On Sunday, we lost power for two hours and it affected our tank cycling. The BB living in the shale rocks did not fare well and we had a nitrite spike on Monday. The system looks like it is repairing itself after a 25% water change yesterday and gravel vacuuming - we seemed to have extra detritus perhaps due to the loss of the pump for a few hours. 

The water conditions with our initial cycling this month balanced out quickly. Today is Day 31. Nitrite and nitrate readings became measurable on Days 3 through 6, before the plants started removing the nitrates. We seeded 2 of the 5 and kickstarted the system with young plantings in the remaining 3 containers. The herbs were hungry! So, all in all, I feel good about the shale rock and the aquaponic method for establishing and moderating the nitrate cycle.

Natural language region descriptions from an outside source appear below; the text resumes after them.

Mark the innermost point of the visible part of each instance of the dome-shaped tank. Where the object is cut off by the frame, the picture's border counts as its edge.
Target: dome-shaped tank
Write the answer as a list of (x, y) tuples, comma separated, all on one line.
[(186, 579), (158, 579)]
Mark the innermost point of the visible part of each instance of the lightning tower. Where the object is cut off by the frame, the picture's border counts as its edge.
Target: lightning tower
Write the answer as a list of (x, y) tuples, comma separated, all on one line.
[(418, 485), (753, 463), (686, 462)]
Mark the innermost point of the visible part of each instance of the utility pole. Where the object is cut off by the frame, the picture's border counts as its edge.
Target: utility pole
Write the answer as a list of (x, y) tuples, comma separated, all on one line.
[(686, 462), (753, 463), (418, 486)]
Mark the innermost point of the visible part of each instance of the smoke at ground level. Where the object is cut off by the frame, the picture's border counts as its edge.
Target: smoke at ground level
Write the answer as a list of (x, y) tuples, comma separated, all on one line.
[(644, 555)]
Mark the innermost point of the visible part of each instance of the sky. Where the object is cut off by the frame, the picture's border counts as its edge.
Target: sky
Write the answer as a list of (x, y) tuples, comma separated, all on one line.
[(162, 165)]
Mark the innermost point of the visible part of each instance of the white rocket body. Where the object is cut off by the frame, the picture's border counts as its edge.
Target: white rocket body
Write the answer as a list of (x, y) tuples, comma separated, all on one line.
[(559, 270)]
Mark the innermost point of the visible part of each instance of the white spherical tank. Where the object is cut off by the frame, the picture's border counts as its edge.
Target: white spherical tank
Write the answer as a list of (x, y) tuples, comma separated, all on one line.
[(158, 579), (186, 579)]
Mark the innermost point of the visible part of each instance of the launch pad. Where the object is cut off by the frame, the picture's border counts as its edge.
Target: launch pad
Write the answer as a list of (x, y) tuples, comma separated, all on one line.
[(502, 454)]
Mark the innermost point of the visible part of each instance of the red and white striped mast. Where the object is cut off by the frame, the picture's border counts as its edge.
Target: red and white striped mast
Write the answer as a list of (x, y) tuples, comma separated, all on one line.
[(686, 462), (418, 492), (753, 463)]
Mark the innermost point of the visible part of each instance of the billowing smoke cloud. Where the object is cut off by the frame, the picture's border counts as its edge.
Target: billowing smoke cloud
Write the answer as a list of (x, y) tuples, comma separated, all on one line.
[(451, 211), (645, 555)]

Partial water changes and gravel cleaning is still needed. The plants drink half a gallon of water every 1-2 days, so I have to add water, even if I don't remove any of the water in the tank.


----------



## LisArtist (Mar 2, 2014)

*See that thing? I hate it!*

You don't have to be a Fish Whisperer to know how Max feels about lights in his aquarium. He HATES them. Whenever we check on him, he swims to the intruder light, stares at us, stares at the light, bites it, and stares at us. "See this thing? I hate it!," he tells us over and over and over again.

"But we want to see you," we try to explain. He'll have none of it. When the lights are on in the evening, he hides so we can't see him anyway. "I have told you over and over that I hate that thing," he says as he sulks in the far corner under silk leaves. We have spent $40 on lights for his tank. Max the Million doesn't care. 

Last night we gave up on seeing our dark fish after dark and I removed the current set of LED lights this morning. But I'm not quite done yet. I want to find a rectangular vase and submerge the Aqueon LED bubble wand, making an external illuminated bubble wall. Maybe I will add the H2show LED light as well, that Max hates. I am going to make a tank side lamp that bubbles. Take THAT fish! Pretty sure the response will be "See that thing? I hate it!"

P.S. That will mean $50 spent on lighting. I guess I'm not very bright.... Oooh, maybe I'll get the volcano!


----------



## BettaLover1313 (Apr 15, 2013)

That is quite an impressive set up! I'm glad to hear that you're putting Max's needs first while also enjoying a product from the company you like & support. 

Some bettas are really silly about lighting. My VT doesn't like the room being dark and the tank light being on. He lets me know by flaring, and we've had a couple instances where he's blown out his fins >.<


----------